Sama seperti batang-batang pohon di belakang flat kami yang terlihat berjejer tak beraturan, menampakkan masing-masing cabang dan rantingnya, ada yang terlihat lebih langsing atau lebih pendek atau lebih gemuk dibanding pohon sejenisnya. Selalu ada perasaan lain setiap kali menyaksikan pohon-pohon tersebut. Terutama saat musim gugur, di saat daun-daun menguning atau yang coklat dan merah berguguran dan mulai menutupi tanah, mengering dan terlihat begitu alami menyatu dengan keindahan sekitarnya. Menurut saya, mereka terlihat lebih artistik dan berkarakter dibanding saat rimbunan dedaunan dan bunga atau buahnya menutupi wujud asli mereka. Sejenak mereka seperti mengingatkan saya kepada sosok manusia-manusia. Daun-daun mereka ibarat pakaian akhlaq mereka. Ada yang daunnya hijau rimbun dan rindang, tapi ada pula yang jarang dan mudah berguguran.
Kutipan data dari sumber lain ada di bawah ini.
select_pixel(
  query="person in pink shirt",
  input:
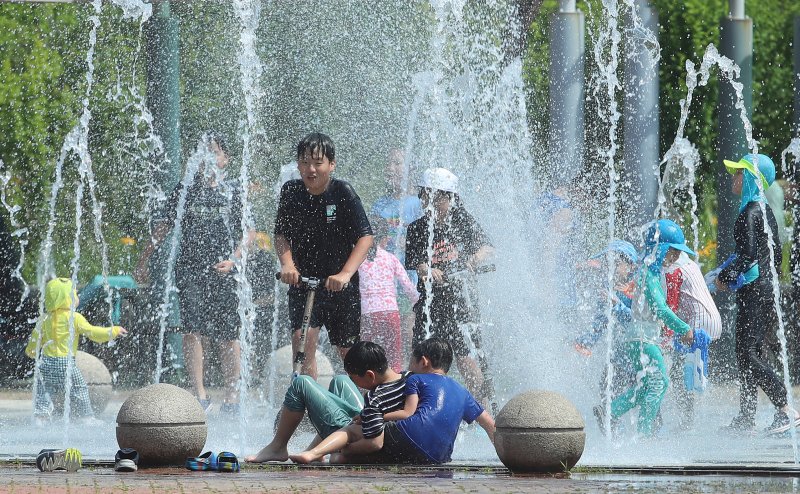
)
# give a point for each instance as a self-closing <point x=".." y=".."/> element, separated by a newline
<point x="379" y="275"/>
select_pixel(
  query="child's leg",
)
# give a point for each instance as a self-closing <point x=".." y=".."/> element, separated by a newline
<point x="54" y="372"/>
<point x="683" y="397"/>
<point x="79" y="395"/>
<point x="276" y="449"/>
<point x="654" y="386"/>
<point x="193" y="356"/>
<point x="334" y="442"/>
<point x="312" y="338"/>
<point x="231" y="361"/>
<point x="42" y="406"/>
<point x="328" y="411"/>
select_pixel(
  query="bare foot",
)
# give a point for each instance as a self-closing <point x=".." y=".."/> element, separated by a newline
<point x="304" y="457"/>
<point x="268" y="453"/>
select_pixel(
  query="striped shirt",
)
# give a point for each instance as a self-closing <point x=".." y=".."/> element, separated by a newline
<point x="689" y="298"/>
<point x="385" y="398"/>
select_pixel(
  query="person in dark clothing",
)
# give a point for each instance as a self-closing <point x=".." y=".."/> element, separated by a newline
<point x="453" y="243"/>
<point x="752" y="270"/>
<point x="322" y="231"/>
<point x="209" y="246"/>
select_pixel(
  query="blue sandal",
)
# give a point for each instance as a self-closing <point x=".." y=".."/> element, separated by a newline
<point x="227" y="462"/>
<point x="206" y="461"/>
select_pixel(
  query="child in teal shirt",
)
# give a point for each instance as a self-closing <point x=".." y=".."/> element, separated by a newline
<point x="649" y="311"/>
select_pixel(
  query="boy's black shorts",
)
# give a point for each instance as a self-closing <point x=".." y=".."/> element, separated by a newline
<point x="397" y="449"/>
<point x="339" y="312"/>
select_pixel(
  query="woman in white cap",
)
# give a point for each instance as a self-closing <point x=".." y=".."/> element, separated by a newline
<point x="447" y="239"/>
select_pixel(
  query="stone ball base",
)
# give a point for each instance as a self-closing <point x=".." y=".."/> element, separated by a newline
<point x="164" y="423"/>
<point x="539" y="431"/>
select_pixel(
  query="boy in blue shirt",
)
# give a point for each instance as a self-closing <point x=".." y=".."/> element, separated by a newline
<point x="427" y="436"/>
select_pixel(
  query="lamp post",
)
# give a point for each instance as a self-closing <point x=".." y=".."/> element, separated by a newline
<point x="736" y="43"/>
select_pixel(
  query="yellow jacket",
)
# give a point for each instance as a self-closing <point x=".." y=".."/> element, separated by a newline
<point x="52" y="333"/>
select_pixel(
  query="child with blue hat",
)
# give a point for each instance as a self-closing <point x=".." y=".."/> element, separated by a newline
<point x="649" y="310"/>
<point x="755" y="250"/>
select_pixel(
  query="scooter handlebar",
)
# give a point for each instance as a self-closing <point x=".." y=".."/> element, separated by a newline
<point x="319" y="282"/>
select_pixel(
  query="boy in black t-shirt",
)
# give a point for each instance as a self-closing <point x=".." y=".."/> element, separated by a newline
<point x="458" y="243"/>
<point x="322" y="231"/>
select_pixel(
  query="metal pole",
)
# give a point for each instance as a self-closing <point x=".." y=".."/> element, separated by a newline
<point x="566" y="92"/>
<point x="640" y="112"/>
<point x="796" y="51"/>
<point x="566" y="6"/>
<point x="736" y="43"/>
<point x="736" y="9"/>
<point x="794" y="253"/>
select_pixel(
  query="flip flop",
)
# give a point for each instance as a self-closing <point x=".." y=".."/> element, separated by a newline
<point x="227" y="462"/>
<point x="126" y="460"/>
<point x="68" y="459"/>
<point x="206" y="461"/>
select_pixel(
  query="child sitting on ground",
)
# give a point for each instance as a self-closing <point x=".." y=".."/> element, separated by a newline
<point x="58" y="347"/>
<point x="379" y="275"/>
<point x="427" y="436"/>
<point x="368" y="367"/>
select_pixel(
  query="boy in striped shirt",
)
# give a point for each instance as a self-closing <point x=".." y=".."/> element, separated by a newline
<point x="368" y="367"/>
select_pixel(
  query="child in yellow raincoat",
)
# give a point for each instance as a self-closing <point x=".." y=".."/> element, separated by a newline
<point x="52" y="338"/>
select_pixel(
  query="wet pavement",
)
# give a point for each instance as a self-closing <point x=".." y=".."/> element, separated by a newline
<point x="451" y="479"/>
<point x="698" y="460"/>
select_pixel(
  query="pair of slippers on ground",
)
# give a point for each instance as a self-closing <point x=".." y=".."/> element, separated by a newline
<point x="70" y="459"/>
<point x="223" y="462"/>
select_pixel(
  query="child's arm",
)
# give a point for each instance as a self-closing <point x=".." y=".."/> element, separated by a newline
<point x="408" y="409"/>
<point x="487" y="423"/>
<point x="338" y="281"/>
<point x="658" y="303"/>
<point x="98" y="334"/>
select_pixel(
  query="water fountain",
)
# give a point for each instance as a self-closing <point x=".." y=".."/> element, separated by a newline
<point x="454" y="98"/>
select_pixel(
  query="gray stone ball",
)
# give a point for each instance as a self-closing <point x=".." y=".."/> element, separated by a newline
<point x="97" y="378"/>
<point x="283" y="358"/>
<point x="164" y="423"/>
<point x="539" y="431"/>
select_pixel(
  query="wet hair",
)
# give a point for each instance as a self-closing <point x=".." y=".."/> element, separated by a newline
<point x="315" y="144"/>
<point x="364" y="356"/>
<point x="380" y="226"/>
<point x="437" y="350"/>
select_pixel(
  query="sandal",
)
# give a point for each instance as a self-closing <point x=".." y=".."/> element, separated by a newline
<point x="206" y="461"/>
<point x="227" y="462"/>
<point x="126" y="460"/>
<point x="59" y="459"/>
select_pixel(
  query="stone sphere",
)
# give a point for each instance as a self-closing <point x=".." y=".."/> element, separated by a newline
<point x="164" y="423"/>
<point x="539" y="431"/>
<point x="284" y="362"/>
<point x="97" y="378"/>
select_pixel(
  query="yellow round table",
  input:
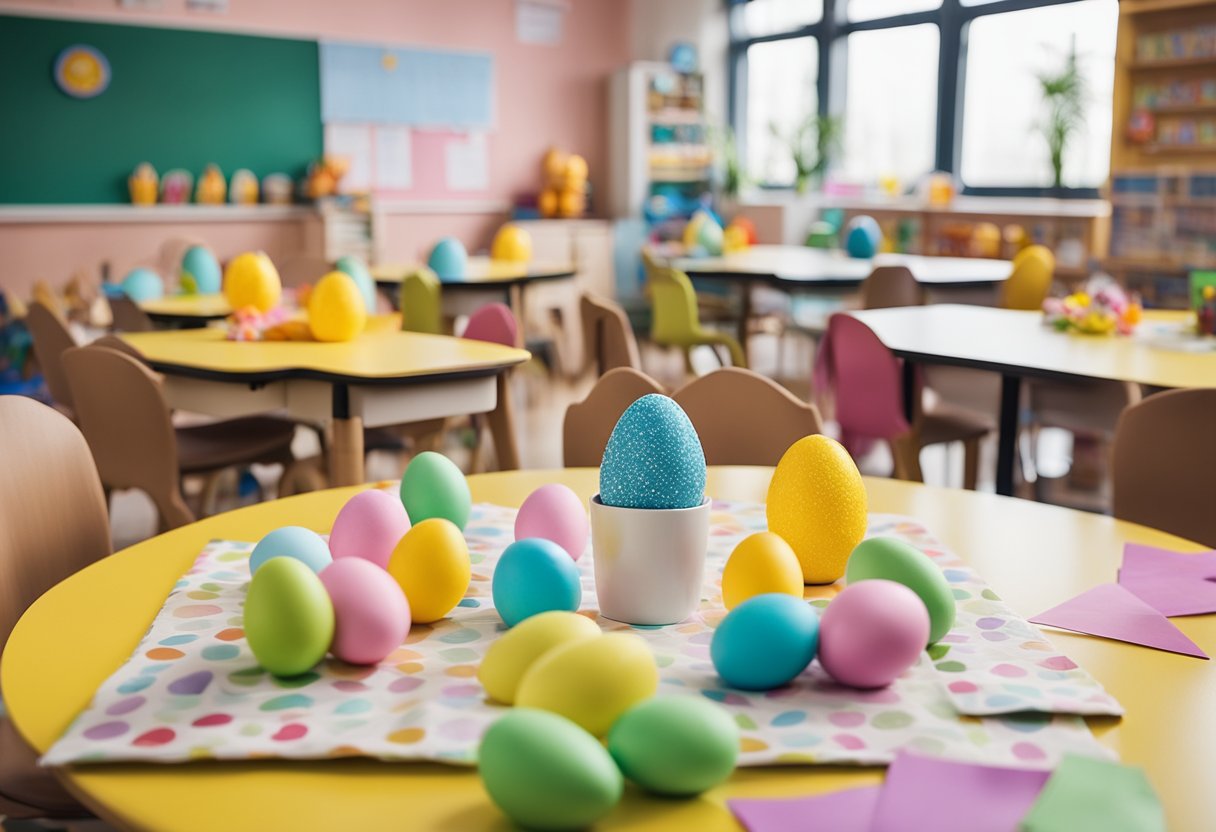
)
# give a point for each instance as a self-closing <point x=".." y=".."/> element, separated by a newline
<point x="1034" y="555"/>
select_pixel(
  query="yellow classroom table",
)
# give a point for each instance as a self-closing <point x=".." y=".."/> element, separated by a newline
<point x="1017" y="346"/>
<point x="382" y="377"/>
<point x="1032" y="555"/>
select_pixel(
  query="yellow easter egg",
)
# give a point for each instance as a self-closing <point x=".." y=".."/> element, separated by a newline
<point x="817" y="504"/>
<point x="336" y="308"/>
<point x="508" y="658"/>
<point x="761" y="563"/>
<point x="251" y="280"/>
<point x="431" y="565"/>
<point x="591" y="681"/>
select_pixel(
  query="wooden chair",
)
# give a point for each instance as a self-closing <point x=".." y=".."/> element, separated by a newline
<point x="608" y="335"/>
<point x="590" y="422"/>
<point x="52" y="523"/>
<point x="1164" y="464"/>
<point x="746" y="419"/>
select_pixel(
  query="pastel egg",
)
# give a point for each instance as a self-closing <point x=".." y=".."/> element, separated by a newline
<point x="675" y="745"/>
<point x="433" y="487"/>
<point x="871" y="633"/>
<point x="288" y="617"/>
<point x="900" y="561"/>
<point x="369" y="527"/>
<point x="371" y="614"/>
<point x="508" y="658"/>
<point x="759" y="565"/>
<point x="765" y="642"/>
<point x="591" y="681"/>
<point x="304" y="545"/>
<point x="556" y="513"/>
<point x="817" y="504"/>
<point x="546" y="773"/>
<point x="653" y="459"/>
<point x="534" y="575"/>
<point x="431" y="565"/>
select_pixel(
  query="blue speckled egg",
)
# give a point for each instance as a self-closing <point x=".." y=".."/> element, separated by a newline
<point x="653" y="459"/>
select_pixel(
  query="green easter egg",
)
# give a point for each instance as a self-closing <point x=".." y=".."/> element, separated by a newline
<point x="433" y="487"/>
<point x="675" y="745"/>
<point x="288" y="617"/>
<point x="546" y="773"/>
<point x="891" y="558"/>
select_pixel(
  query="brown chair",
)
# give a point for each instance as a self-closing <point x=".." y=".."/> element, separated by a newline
<point x="746" y="419"/>
<point x="52" y="523"/>
<point x="1165" y="464"/>
<point x="609" y="337"/>
<point x="590" y="422"/>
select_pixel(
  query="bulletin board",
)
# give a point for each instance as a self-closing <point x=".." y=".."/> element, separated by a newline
<point x="176" y="99"/>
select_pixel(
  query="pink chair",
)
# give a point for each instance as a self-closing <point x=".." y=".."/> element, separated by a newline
<point x="867" y="384"/>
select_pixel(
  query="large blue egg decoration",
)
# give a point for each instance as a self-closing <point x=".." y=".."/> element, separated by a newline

Ada yang buahnya tampak ranum dan lezat, ada yang ternyata rasanya masam, ada yang tidak berbuah atau bahkan malahan berbahaya untuk dimakan. Manakala musim gugur dimana seluruh daunnya luruh akan tampak sosok-sosok pohon yang sesungguhnya. Yang kayunya penuh ulir yang indah, yang terlihat muda atau tua, tampak sehat atau sebaliknya mulai ditumpangi fungus. Apalagi jika menyaksikan mereka dari balik jendela mobil, seolah-olah seperti sosok-sosok yang saling berkejaran.
9 Dzulhijjah, sore hari, angin berhembus sejuk. Ingatan saya melayang kepada para tamu Allah yang besok akan menyempurnakan hajinya di tanah Haram. Di antara lautan putihnya ihram, ada orangtua, paman, bibi, saudara, sahabat, kenalan dan anak-anak yang kita cintai. Mabuk dalam kerinduan kepada Ar Rahman Ar Rahiim dan kekasihnya Salallahu ‘alaihi wassalaam, tenggelam dalam gelombang dzikir dan doa yang tiada putus, bertahan dalam biduk iman dan ihsan, berupaya berlabuh di dermaga keberhasilan seorang haji atau hajjah mabrur. Puncak prestasi seorang muslim, dunia dan akhirat. Subhanallah! Dan apa lagikah ganjaran bagi seseorang yang meraih kemabrurannya, yang berhasil melakukan jihad utamanya, selain jannah?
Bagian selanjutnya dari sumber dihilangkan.